My father was miserable. His hands were tied to the bed so as not to pull the tube out and hurt himself. Every so often he would contort his face in what I thought was a gag response but turned out to be a hands-free attempt to yank the tube out by pulling away from it with his neck. It looked scary. Like a dog trying to get a restraining muzzle off. The doctor on duty came in to check on him and decided they’d up the oxygen dose and if he could be diligent about breathing slowly and deeply and getting enough air in him for another twenty minutes, they would take the tube out. Twenty minutes sounded to my father like a life sentence. We tried encouraging him every way we could think of. We held his hand. We told him how brave he was being. We told him the time was flying by. That he was improving. That it would be over in no time. He motioned me to go find that doctor or the nurse and beg them to take it out NOW! I stepped out of the room briefly as if looking for the doctor and came back again. That repeated a couple more times, sifting out a few more eternal seconds, until my father realized that I wasn’t wholeheartedly looking for anyone. He looked around at the three of us in despair. He rolled his eyes towards the ceiling like a seasoned soldier who realizes he’s been left in a tight spot with a few worthless recruits. Our words of encouragement and explanation made no difference to him. Time slowed down.

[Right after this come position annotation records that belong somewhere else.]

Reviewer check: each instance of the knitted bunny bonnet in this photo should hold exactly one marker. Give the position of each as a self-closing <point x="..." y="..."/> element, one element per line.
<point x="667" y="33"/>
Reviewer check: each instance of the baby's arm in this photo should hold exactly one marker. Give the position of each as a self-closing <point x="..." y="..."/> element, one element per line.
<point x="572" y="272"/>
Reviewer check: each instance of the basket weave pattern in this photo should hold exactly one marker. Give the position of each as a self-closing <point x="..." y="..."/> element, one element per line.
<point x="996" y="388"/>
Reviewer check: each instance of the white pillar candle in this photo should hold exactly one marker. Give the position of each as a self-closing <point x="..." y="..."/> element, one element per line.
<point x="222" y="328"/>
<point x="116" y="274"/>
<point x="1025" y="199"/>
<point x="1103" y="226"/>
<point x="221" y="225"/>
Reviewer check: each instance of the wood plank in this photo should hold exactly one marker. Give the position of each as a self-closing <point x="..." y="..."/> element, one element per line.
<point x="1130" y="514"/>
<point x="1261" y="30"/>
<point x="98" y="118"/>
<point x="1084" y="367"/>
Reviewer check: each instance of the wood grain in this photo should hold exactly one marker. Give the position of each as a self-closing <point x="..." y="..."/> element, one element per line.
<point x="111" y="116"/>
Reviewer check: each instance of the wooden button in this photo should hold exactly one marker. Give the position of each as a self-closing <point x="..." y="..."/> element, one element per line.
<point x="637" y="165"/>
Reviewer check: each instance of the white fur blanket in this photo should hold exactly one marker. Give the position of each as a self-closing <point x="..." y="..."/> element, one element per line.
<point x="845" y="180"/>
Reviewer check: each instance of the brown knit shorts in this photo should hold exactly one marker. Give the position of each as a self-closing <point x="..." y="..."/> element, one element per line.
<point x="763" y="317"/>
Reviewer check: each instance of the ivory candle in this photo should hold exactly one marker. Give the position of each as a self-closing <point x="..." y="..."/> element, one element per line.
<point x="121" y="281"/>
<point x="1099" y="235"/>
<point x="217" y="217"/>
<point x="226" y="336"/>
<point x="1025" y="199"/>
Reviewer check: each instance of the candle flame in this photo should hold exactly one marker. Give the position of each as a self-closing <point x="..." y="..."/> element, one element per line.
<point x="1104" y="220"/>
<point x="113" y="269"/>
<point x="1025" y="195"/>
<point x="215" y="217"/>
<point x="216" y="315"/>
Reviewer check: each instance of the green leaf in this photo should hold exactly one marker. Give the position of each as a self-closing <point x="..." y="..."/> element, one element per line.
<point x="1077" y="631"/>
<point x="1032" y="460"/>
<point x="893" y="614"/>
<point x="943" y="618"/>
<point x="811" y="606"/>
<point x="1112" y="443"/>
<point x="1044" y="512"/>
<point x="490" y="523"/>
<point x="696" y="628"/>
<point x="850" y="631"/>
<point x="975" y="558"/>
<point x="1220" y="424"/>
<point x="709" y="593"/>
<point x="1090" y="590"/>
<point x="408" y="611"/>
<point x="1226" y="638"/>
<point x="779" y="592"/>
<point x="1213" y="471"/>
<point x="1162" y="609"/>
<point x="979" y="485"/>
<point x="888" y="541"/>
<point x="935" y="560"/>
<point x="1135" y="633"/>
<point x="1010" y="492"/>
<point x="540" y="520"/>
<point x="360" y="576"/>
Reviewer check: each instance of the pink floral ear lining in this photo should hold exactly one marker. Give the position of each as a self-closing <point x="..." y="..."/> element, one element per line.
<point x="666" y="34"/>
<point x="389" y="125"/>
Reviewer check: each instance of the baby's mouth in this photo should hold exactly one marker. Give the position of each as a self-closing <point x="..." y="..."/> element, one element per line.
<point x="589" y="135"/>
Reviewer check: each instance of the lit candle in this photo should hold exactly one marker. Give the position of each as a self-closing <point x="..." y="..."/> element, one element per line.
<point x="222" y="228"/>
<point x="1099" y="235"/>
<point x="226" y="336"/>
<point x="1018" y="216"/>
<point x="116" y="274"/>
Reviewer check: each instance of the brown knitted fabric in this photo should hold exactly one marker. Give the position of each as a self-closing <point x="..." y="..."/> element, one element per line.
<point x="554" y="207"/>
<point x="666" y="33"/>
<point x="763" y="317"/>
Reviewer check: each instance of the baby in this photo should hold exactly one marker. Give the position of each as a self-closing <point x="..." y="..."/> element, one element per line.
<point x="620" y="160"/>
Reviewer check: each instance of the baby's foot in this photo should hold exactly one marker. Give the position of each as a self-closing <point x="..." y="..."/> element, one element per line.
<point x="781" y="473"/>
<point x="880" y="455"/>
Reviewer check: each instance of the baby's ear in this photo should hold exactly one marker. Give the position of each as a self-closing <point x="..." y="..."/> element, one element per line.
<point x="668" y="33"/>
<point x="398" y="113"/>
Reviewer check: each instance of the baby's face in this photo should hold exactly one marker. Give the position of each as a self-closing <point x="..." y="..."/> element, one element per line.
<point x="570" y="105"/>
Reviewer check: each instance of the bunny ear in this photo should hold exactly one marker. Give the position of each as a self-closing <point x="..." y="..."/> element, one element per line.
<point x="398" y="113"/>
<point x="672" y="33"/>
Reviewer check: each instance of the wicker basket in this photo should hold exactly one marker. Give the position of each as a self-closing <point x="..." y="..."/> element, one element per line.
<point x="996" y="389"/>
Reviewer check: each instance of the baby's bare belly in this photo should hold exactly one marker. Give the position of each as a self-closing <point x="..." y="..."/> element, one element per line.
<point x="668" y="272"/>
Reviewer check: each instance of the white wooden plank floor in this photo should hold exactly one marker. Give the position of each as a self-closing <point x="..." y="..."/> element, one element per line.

At some point, I caught his eye. I began to tell him stories, fragments of stories, highlights and images and snippets from his past. I reminded him of his glory days as a soldier, how the commanding officers had praised him and relied on him, how his men had adored him and followed him off airplanes and into battle. How he had been noble and brave, and also a rebel and a troublemaker. I reminded him how beautiful he had been and admired. How he had wooed and won the most desirable woman in Tel Aviv, had married her and taken her off to Paris. How he had floored the Parisians with his looks and his charm, a movie star in their midst sitting at the Café des Deux Magots and the Café de Flore and in student squats all around the Latin Quarter. How he had passed his medical exams by sheer brilliance since he had spent his student days drinking and philandering and talking about Balzac and Sartre.

I kept going for as long as I could, dredging up everything I could remember, all the boasts and the truths and the half-truths, everything that had been real and true and everything that was sourced from nostalgia, myth, self-inflation, pathos. I did not stop to feel the painful gap between what had been, its promise of what would be and the actual skidding of a life off course. I did not stop to feel the neglect, abandonment, the disappointment of the daughter. I did not stop to take the measure of my words against truth or accuracy or any other reference.

I could see his eyes widen and soften and some of the craze of needing to get rid of the tube seemed to lessen. I could see how he no longer felt at the mercy of hapless fools. I could sense him feeling cherished and I could see how that lifted him out of his turmoil. It felt a very simple privilege to be the one giving that kind of nurturing. I was just talking, I realized. Just telling stories.

I suppose I spend much of my time telling stories. Trying to find in them the meaning and coherence I need. As a teacher on meditation retreats, I offer talks that try to inspire those struggling through lonely, mute hours of silent practice. In them, I often share stories from my life. I try to single out the quotidian, the challenges of daily life. Occasionally, I still feel that old tremor of exposure, speaking honestly and personally about my life. There is a sense of nakedness, a slight fear that creeps in, doubting whether I have anything of value to share, wondering whether I am not making myself ridiculous, whether I have, in fact, understood anything of wisdom or compassion after all.

Now that my father has passed from this world, maybe I can come to terms with the story that still needs to be told. This is a book about grief and mourning. It is a book about loss, but also, a book about being my father’s daughter. It is about remembering who he was, particularly who he was for me. It is about sorting out the parts that have been lying around for years, half-buried, waiting to be discovered again.